I have the answer, which should be $BA= \begin{pmatrix} 2 & 0 \\ 0 & 2 \end{pmatrix} $, but how do I show that this is the only possible solution or is it sufficient (according to some property which I'm not aware of) to have one match for $A$ and $B$ and therefore no other outcome for $BA$ is possible.
Write $A=\begin{pmatrix}A_1\\A_2 \end{pmatrix}$ and $B=\begin{pmatrix}B_1 &B_2 \end{pmatrix}$ where $A_1,A_2,B_1,B_2$ are $2\times2$ matrices.
Note that $AB=\begin{pmatrix}A_1B_1 & A_1B_2\\A_2B_1 & A_2B_2 \end{pmatrix}$, hence $A_1B_1= A_2B_2=I_2$.
Since a square matrix commutes with its inverse, we have as well $B_1A_1=B_2A_2=I_2$.
Finally, note that $BA=\begin{pmatrix}B_1A_1+B_2A_2 \end{pmatrix}=\begin{pmatrix}2I_2 \end{pmatrix}=\begin{pmatrix}2 & 0 \\ 0 & 2\end{pmatrix}$.
You may compute the square of $AB$ and note that $ AB\; AB = 2 AB$ which means that $A(BA -2I)B=0$. Now the rank of $AB$ is two so both $A$ and $B$ must have rank $2$. Therefore $BA-2I$ is the zero matrix.
Let $C = (c_{ij}) = AB$, so $c_{ij} = a_{i1}b_{1j}+a_{i2}b_{2j}$, that means each entry $c_{ij}$ can be interpreted as the scalar product of row $i$ of $A$ and column $j$ of $B$. Let $a_{i:}$ be the $i$th row of $A$ and $b_{:j}$ the $j$-th column of $B$. Now we see that
$$a_{1:} \perp b_{:2} \text{ and } a_{1:} \perp b_{:4}$$
$$a_{3:} \perp b_{:2} \text{ and } a_{3:} \perp b_{:4}$$
$$a_{2:} \perp b_{:1} \text{ and } a_{4:} \perp b_{:1}$$
$$a_{2:} \perp b_{:3} \text{ and } a_{4:} \perp b_{:3}$$
and therefore $a_{1:} \perp b_{:2} \perp a_{3:}$ which implies $a_{1:} \Vert a_{3:}$ and similarly $a_{2:} \Vert a_{4:}$ and $b_{:1} \Vert b_{:3}$ and $b_{:2} \Vert b_{:4}$.

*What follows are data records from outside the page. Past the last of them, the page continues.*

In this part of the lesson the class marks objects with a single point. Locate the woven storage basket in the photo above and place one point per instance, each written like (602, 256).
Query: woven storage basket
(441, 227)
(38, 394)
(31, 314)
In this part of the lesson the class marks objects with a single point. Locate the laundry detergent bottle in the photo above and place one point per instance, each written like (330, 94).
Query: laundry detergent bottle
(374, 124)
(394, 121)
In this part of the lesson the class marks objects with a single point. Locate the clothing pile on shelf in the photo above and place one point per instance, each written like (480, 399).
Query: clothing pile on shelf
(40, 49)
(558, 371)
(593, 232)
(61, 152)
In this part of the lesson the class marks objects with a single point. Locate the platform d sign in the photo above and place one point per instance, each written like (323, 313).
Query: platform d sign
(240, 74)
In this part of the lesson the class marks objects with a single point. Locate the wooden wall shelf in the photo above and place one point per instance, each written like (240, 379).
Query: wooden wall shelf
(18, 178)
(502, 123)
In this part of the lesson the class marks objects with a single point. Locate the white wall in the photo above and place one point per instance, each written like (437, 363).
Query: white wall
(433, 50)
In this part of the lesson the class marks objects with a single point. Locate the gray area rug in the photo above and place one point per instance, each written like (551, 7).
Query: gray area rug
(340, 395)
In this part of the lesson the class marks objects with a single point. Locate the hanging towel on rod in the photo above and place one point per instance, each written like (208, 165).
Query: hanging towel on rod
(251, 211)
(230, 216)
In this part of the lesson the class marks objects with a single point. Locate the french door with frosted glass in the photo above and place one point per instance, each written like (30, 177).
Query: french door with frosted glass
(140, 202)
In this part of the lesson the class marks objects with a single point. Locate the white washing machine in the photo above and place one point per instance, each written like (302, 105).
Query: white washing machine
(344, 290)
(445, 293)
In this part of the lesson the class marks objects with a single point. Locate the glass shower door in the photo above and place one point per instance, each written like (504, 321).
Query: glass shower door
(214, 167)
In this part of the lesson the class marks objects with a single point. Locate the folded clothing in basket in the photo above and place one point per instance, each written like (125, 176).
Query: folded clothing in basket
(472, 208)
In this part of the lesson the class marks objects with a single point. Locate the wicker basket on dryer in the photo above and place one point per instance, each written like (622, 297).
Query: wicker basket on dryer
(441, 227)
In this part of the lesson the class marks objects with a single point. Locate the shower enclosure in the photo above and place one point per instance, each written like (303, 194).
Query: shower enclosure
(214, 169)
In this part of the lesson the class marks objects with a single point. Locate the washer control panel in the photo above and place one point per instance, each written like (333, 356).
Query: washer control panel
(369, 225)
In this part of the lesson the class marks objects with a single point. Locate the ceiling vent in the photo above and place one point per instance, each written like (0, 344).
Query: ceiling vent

So we can conlcude $a_{1:} = c a_{3:}$ for some factor $c$. But we know that $a_{1:} \cdot b_{:1} = 1$ and $ca_{1:} \cdot b_{:1} = a_{3:} \cdot b_{:1} = -1$ so $c=-1$.

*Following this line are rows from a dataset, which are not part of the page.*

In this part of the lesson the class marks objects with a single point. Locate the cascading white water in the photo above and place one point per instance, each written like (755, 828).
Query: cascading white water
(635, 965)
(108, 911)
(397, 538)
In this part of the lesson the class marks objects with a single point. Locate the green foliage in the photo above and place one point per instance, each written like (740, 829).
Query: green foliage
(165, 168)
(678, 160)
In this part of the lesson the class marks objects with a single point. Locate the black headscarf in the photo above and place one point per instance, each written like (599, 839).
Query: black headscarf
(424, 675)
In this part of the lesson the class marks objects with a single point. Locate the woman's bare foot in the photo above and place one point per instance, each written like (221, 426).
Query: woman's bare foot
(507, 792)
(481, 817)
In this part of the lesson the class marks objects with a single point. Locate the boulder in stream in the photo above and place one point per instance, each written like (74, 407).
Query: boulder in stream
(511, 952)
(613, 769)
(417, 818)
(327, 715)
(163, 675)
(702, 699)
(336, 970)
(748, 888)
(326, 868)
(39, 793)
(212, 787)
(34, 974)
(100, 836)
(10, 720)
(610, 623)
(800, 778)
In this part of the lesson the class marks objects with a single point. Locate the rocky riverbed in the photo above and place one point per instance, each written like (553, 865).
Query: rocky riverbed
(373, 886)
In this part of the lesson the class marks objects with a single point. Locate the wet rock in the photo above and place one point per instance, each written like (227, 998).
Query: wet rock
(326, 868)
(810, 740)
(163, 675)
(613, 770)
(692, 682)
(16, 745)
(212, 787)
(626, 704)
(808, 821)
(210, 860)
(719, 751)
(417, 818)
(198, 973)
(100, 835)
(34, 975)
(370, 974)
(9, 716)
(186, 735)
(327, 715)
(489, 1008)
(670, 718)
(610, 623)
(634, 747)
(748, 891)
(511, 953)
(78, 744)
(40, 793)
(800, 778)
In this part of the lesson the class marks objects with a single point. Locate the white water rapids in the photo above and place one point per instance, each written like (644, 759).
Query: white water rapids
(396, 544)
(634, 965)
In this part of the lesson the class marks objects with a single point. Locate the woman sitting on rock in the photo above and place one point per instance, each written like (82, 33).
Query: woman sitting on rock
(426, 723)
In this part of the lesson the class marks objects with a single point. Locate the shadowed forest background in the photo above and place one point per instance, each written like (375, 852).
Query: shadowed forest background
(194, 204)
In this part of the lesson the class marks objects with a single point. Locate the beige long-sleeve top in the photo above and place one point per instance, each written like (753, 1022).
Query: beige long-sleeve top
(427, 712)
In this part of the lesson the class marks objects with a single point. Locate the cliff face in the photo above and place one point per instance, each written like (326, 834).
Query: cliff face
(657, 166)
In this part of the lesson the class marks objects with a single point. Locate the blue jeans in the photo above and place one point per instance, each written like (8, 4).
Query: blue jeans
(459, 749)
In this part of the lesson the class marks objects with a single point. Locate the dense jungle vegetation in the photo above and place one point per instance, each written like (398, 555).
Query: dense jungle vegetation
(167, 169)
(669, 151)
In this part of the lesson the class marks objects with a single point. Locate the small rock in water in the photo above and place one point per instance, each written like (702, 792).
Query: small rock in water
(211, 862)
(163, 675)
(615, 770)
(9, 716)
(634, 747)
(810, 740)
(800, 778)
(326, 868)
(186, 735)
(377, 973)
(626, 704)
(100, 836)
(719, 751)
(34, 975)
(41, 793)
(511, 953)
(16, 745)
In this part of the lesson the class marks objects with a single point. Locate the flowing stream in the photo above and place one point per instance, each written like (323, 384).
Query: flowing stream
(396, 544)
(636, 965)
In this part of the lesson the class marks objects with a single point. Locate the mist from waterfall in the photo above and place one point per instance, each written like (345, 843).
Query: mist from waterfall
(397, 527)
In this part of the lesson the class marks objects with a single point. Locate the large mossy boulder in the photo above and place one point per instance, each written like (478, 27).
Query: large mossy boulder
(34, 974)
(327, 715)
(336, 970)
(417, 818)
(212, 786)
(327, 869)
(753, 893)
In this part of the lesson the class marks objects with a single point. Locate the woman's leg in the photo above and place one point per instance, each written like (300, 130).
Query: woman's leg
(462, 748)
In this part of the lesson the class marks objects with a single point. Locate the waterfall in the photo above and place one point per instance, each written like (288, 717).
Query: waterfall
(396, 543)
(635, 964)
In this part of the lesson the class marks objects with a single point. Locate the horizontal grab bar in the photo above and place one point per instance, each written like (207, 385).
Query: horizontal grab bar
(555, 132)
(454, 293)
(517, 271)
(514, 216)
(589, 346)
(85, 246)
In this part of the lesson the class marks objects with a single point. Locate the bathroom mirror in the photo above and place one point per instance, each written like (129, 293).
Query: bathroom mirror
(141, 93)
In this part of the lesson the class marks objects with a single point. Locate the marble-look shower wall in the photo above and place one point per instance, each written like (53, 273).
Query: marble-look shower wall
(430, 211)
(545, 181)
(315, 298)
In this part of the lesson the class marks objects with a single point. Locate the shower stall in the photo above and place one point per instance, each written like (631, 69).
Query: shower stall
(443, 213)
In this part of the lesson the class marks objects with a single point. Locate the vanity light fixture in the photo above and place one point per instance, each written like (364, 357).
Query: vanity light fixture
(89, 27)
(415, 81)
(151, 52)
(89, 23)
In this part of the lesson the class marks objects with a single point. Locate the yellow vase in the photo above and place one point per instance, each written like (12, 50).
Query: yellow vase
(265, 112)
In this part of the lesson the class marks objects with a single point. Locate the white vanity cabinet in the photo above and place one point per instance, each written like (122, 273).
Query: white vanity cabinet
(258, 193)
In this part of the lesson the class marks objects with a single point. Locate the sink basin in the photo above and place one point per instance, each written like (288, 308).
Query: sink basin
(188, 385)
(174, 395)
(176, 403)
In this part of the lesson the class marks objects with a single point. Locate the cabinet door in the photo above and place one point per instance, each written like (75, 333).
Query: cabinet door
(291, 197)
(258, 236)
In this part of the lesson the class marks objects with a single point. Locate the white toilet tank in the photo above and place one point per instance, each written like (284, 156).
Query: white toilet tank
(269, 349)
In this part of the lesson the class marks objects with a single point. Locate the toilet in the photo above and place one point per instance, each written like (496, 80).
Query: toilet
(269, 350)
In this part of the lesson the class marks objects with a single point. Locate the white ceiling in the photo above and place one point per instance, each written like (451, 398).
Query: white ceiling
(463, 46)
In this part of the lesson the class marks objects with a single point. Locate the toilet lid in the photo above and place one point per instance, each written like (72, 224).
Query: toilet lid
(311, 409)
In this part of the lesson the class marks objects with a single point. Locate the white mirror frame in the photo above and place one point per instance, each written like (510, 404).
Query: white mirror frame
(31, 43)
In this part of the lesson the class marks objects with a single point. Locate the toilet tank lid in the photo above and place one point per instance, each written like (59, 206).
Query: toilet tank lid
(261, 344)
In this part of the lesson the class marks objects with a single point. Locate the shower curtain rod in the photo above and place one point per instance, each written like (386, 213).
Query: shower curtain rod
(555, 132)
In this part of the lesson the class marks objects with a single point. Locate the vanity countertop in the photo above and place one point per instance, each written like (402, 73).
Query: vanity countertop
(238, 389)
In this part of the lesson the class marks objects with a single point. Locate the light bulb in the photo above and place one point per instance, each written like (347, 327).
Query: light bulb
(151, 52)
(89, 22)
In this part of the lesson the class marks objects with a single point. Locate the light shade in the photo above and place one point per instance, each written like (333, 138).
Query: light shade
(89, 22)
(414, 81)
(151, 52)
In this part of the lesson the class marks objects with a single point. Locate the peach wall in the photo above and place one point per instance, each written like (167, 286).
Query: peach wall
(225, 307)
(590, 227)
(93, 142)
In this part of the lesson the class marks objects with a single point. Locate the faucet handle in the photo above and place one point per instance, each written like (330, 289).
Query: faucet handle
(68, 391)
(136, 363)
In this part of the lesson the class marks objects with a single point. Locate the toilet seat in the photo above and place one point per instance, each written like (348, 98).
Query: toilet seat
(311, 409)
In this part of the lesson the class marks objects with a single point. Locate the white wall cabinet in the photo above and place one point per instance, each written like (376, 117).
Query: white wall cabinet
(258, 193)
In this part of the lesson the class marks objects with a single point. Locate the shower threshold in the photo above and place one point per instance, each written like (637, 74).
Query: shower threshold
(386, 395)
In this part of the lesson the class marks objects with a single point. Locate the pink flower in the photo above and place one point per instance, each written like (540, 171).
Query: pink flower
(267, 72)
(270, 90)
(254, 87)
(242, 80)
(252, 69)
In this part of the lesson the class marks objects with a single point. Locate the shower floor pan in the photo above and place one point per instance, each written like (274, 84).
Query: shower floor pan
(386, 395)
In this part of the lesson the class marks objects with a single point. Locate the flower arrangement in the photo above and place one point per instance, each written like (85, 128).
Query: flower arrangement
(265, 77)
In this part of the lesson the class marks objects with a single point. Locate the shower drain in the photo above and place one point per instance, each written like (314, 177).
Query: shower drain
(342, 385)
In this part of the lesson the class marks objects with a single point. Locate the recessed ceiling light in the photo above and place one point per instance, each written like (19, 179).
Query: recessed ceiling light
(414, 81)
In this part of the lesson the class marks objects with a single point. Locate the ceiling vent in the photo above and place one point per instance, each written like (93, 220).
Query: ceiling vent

In the very same way we can conclude that $a_{2:} = -a_{4:}$ and $b_{:1} = - b_{:3}$ and $b_{:2} = - b_{:4}$. To summarize what we've got so far:
$$A = \begin{bmatrix} a_{11} & a_{12} \\ a_{21} & a_{22} \\ -a_{11} & -a_{12} \\ -a_{21} & -a_{22} \end{bmatrix} \quad B = \begin{bmatrix} b_{11} & b_{12} & -b_{11} & -b_{12} \\ b_{21} & b_{22} & -b_{21} & -b_{22} \end{bmatrix}$$
Now consider the blocks $$\tilde A = \begin{bmatrix} a_{11} & a_{12} \\ a_{21} & a_{22} \end{bmatrix} \text{ and }\tilde B = \begin{bmatrix} b_{11} & b_{12} \\ b_{21} & b_{22} \end{bmatrix} .$$
Note that $A = \begin{bmatrix} \tilde A \\ - \tilde A \end{bmatrix}$ and $B = \begin{bmatrix} \tilde B & -\tilde B\end{bmatrix}$.

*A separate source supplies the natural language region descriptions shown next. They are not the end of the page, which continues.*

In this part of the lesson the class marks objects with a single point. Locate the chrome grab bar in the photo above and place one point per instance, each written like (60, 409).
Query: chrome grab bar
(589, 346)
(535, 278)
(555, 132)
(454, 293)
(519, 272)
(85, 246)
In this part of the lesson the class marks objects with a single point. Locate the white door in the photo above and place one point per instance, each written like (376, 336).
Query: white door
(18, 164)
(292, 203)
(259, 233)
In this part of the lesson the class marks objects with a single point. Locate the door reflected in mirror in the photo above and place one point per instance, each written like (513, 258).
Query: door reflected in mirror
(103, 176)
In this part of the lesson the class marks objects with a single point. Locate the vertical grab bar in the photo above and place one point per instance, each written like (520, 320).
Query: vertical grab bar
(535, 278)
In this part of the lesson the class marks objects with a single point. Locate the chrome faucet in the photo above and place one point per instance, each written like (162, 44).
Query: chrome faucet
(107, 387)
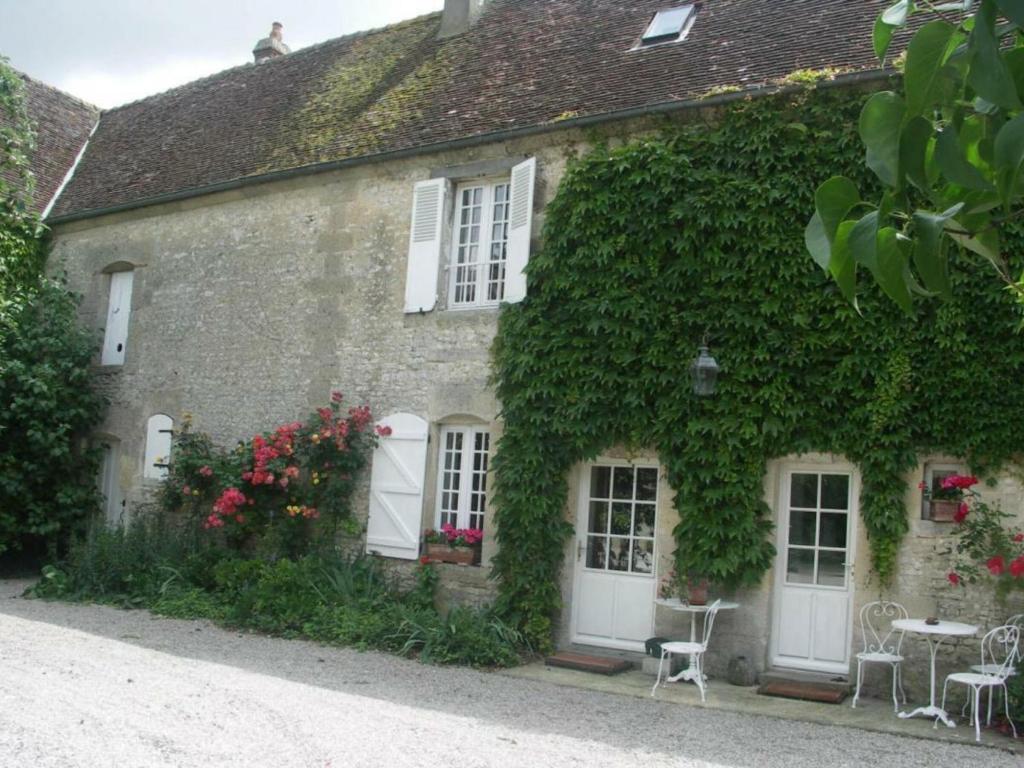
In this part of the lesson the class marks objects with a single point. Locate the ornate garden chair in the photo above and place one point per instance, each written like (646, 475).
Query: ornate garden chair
(883, 644)
(999, 649)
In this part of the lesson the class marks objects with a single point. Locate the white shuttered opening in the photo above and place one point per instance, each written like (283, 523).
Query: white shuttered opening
(399, 465)
(425, 245)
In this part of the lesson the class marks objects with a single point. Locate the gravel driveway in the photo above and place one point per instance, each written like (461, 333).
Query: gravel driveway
(93, 686)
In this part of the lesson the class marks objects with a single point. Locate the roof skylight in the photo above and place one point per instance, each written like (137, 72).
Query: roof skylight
(669, 26)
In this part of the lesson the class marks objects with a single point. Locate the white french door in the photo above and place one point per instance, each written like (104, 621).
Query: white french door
(613, 600)
(813, 579)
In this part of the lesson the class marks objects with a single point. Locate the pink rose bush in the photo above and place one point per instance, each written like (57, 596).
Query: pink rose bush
(985, 548)
(279, 482)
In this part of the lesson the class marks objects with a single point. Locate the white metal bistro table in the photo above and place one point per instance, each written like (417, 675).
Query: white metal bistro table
(934, 634)
(674, 603)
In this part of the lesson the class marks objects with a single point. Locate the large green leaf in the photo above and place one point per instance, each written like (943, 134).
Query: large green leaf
(988, 74)
(926, 55)
(881, 121)
(952, 162)
(843, 266)
(929, 252)
(1012, 9)
(891, 267)
(1009, 157)
(913, 152)
(895, 14)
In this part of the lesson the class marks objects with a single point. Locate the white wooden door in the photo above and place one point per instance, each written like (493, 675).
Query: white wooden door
(613, 599)
(813, 580)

You immediately see from the given equation that $\tilde A \tilde B = I$ so $\tilde A = \tilde B^{-1}$.
And therefore $BA = \tilde B \tilde A + (-\tilde B)(-\tilde A) = 2I$ which is your desired result.
The characteristic polynomial of $AB$ equals $X^2(X-2)^2$. But we have $X^2P_{BA}(X)=P_{AB}(X)$ (see here), and then $P_{BA}(X)=(X-2)^2$.
Now assuming that the given matrices are over a field of characteristic $\ne 2$ we can conclude that $BA$ is invertible.
Moreover, by multiplying $(AB)^2=2(AB)$ with $B$ on the left and with $A$ on the right we get $(BA)^3=2(BA)^2$, and therefore $BA=2I_2$.